Canadian investment platform Wealthsimple announced it will launch a standalone app, Wealthsimple Predict, this summer — connecting Canadian retail investors to roughly 4,000 event contracts on Kalshi, a first for the country's regulated brokerage market.

01

What is a prediction market, and how does it work?

A prediction market contract is a binary yes/no bet — for example, "Will Canada's Q3 inflation come in above expectations?"
Settlement is simple: if the event happens, the contract pays $1; if not, $0. The trading price is the market's real-time estimate of the event's probability.
In plain terms = you buy low if you think something will happen; if it does, you pocket the difference. It turns an opinion into a tradeable position.
02

What exactly will Wealthsimple Predict offer?

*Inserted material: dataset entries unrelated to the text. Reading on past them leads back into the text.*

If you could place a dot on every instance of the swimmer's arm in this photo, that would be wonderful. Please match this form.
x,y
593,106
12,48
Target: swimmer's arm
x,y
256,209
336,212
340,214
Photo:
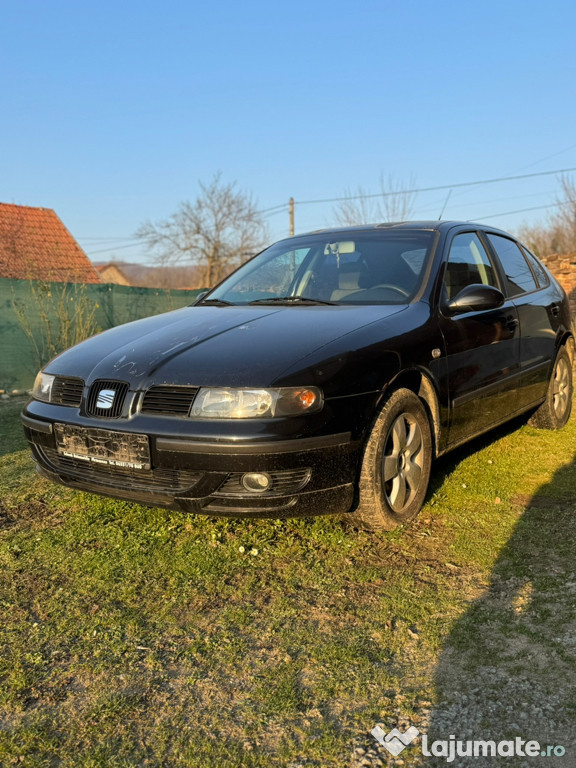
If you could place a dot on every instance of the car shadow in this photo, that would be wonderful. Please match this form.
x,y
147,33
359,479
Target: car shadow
x,y
508,667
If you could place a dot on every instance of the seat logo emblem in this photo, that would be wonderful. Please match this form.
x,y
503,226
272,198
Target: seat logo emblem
x,y
105,399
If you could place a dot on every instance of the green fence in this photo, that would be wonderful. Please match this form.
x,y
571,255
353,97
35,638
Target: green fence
x,y
39,319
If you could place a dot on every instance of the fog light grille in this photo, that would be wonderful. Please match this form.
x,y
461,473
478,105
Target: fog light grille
x,y
282,483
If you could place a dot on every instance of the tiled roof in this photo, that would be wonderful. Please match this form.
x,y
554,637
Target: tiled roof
x,y
34,244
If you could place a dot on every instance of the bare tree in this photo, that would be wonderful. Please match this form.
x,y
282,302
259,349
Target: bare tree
x,y
394,202
217,232
558,234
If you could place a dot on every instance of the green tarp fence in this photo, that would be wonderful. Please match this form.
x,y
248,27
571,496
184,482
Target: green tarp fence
x,y
38,320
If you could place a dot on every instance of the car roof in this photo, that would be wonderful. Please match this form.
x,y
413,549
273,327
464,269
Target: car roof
x,y
437,225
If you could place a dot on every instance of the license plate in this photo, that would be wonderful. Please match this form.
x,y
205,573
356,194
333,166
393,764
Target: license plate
x,y
100,446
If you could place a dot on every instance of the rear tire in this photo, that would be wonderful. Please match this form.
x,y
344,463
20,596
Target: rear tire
x,y
557,407
396,464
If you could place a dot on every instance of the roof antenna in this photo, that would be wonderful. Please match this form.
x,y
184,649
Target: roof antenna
x,y
445,204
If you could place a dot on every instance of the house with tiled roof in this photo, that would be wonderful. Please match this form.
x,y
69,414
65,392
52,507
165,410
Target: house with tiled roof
x,y
35,245
113,273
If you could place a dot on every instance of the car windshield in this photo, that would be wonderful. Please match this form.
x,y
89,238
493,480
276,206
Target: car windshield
x,y
358,267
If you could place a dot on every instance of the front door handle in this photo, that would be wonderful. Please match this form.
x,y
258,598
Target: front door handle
x,y
512,323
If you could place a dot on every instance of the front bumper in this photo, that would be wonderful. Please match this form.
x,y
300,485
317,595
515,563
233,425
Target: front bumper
x,y
310,476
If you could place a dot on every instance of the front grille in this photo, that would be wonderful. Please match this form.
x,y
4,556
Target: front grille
x,y
175,401
172,481
120,390
67,390
284,483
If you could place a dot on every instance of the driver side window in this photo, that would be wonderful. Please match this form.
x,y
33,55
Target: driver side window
x,y
468,263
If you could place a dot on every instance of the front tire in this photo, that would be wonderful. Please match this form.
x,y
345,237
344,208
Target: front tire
x,y
396,464
557,407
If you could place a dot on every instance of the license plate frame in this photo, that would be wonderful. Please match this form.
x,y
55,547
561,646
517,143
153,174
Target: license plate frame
x,y
103,447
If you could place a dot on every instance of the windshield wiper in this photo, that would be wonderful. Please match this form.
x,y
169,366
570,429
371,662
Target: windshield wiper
x,y
290,300
216,302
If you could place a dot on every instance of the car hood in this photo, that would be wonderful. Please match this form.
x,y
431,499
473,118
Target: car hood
x,y
214,346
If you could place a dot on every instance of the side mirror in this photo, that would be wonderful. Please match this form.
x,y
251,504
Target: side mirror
x,y
475,298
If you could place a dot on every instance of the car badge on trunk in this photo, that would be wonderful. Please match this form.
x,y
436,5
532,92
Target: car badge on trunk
x,y
105,398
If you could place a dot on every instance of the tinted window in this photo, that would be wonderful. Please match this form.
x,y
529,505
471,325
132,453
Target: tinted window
x,y
519,277
537,268
354,267
468,264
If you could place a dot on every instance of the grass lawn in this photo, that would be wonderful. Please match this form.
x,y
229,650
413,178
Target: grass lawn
x,y
132,636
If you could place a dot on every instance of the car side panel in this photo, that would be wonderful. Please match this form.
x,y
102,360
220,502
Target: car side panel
x,y
482,354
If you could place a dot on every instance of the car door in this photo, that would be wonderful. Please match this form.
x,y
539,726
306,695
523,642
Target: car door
x,y
482,347
536,306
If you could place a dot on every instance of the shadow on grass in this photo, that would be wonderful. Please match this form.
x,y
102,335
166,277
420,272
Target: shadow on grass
x,y
508,667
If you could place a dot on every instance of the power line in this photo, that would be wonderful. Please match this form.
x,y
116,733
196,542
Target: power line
x,y
436,189
118,248
522,210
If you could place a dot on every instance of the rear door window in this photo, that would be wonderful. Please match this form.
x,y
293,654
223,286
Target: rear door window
x,y
519,277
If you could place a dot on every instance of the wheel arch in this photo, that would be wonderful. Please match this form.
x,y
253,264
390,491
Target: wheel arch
x,y
421,384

Wealthsimple will launch a standalone app called Wealthsimple Predict, planned for summer 2026.
The app connects to U.S. prediction exchange Kalshi, offering roughly 4,000 event contracts spanning inflation paths, interest-rate trajectories, and broader economic outcomes.
This means → Canadian retail investors can, for the first time, access prediction market trading through a locally regulated platform.
03

How did regulators clear this?

Canada's Investment Regulatory Organization, CIRO, formally approved Wealthsimple to offer event and prediction contracts in March 2026.
These contracts are classified in Canada as futures contracts (derivatives). Approval covers economic, financial-market, and climate-related contracts with settlement periods of 30 days or longer.
This means → highly speculative short-dated contracts are excluded for now. Regulators drew a "30-day minimum settlement" line to contain risk.
04

What risk controls are built in?

New users must complete a standard KYC (know your customer) process before trading. The app embeds educational content in its first-trade onboarding flow.
The platform displays trading risk disclosures, settlement rules, the ability to close positions at any time, and warnings about low-liquidity markets.
Co-founder Brett Huneycutt stressed that education and strict risk controls are built in from day one. This reflects the platform's awareness that prediction markets are an entirely new asset class for most Canadian retail investors.
05

What does this mean for the broader market?

Kalshi operates in the U.S. under CFTC (Commodity Futures Trading Commission) oversight as an event-contract exchange. Expanding into Canada via Wealthsimple marks its first formal entry into North America's second-largest market.
Wealthsimple Predict is currently open only to Canadian residents; U.S. users continue to access Kalshi directly.
This means → prediction markets are spreading beyond the U.S. into wider North America, and the pace of regulatory framework adoption is becoming the key bottleneck for expansion.

Content is for reference only, not financial advice.